Youth Allowance Eligibility for Students
Youth Allowance is the Centrelink income-support payment for full-time students and job-seekers aged 16–24. The eligibility framework has three layers — base requirements, the parental income test for dependent students, and the independence criteria that lift the parental test entirely. Knowing which layer applies to you is the first step to estimating what you might actually receive.
Base requirements
To receive Youth Allowance as a student you must:
- Be aged 16 to 24 at the time of claim (turning 25 moves you to Austudy).
- Be an Australian resident — usually citizenship, permanent visa, or a humanitarian visa.

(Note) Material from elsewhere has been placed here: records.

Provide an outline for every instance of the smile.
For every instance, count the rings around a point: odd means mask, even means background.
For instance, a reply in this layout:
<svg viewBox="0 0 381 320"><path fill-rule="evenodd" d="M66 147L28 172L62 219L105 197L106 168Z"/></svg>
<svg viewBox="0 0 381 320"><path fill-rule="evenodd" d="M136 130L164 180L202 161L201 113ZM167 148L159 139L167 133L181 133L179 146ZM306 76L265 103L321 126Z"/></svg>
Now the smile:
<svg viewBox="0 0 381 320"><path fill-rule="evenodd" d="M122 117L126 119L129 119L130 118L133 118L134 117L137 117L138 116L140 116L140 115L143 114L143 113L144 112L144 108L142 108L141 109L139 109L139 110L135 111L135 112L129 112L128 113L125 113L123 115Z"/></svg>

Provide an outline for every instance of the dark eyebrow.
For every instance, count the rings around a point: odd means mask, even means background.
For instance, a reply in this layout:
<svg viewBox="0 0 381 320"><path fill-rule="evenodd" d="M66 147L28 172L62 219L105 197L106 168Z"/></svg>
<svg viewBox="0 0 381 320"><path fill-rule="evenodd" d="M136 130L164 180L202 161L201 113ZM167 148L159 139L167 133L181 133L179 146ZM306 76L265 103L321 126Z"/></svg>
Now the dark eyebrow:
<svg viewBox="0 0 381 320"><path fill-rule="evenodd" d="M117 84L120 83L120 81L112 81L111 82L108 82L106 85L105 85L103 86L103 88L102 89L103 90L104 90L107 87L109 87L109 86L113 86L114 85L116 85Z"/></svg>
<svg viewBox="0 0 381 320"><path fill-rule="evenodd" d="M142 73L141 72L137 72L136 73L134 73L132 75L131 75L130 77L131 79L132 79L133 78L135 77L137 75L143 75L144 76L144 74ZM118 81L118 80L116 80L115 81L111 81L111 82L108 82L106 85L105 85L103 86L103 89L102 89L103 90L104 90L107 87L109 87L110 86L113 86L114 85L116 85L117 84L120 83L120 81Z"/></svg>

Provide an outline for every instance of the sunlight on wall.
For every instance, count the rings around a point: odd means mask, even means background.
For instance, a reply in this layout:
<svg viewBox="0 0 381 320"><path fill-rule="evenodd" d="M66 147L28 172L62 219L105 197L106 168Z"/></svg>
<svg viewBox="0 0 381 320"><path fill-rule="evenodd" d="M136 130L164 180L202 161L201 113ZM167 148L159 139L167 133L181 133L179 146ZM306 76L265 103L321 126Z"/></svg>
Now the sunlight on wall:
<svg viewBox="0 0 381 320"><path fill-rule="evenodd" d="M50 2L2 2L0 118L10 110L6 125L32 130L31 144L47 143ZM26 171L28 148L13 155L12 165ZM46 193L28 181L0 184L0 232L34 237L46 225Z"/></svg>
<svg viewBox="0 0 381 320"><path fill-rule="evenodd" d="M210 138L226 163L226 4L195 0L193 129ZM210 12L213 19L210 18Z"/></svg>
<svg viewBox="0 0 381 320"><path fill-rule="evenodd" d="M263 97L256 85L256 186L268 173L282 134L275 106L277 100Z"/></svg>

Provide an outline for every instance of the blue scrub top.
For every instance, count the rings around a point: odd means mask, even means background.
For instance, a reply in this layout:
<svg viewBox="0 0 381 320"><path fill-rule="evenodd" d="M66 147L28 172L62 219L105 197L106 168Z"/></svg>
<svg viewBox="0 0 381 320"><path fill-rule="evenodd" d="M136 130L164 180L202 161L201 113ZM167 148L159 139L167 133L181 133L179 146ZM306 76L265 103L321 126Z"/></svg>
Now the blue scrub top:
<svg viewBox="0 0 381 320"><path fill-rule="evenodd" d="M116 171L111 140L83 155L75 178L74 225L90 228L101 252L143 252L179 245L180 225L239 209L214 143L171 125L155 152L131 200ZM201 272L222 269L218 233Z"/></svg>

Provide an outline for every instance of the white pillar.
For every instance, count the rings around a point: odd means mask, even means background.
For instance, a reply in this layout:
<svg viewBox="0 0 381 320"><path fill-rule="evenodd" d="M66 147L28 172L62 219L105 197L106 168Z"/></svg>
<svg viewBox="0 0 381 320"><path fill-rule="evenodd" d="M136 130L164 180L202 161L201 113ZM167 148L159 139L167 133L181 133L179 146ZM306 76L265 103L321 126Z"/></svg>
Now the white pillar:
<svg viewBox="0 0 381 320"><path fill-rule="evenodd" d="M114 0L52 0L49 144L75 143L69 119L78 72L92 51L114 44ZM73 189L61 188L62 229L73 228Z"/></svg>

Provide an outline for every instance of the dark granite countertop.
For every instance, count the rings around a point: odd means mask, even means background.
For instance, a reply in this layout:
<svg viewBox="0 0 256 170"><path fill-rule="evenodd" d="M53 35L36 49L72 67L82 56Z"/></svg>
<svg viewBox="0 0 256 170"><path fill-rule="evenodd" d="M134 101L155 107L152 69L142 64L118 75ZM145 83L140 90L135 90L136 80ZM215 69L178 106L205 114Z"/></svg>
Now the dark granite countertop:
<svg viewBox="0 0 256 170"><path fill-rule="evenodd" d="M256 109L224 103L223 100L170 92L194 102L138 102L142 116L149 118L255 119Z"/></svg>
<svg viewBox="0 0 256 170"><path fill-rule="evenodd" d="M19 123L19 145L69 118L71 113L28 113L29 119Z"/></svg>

- Be undertaking approved full-time study or be in an approved Australian Apprenticeship.
- Meet the income and assets tests applicable to your situation.
"Full-time" for a higher-education student is normally 0.75 EFTSL (Equivalent Full-Time Student Load) per study period. Some courses allow Youth Allowance on a lighter load where the institution certifies that it is a normal full-time enrolment.
The parental income test
If you are under 22 and not classed as independent, Centrelink applies a parental income test that reduces (and sometimes zeroes) your Youth Allowance based on your parents' combined adjusted taxable income. For 2026 the test starts to bite at roughly $62,634 combined parental income, with the payment reducing by 20 cents for every dollar above. The cut-off — where your payment reduces to zero — depends on your living situation and any siblings also receiving payments.
The independence criteria
The parental income test disappears entirely if Centrelink classes you as independent. You qualify automatically as independent if:
- You are 22 or older.
- You have been or are married, in a registered relationship, or de facto for at least one year.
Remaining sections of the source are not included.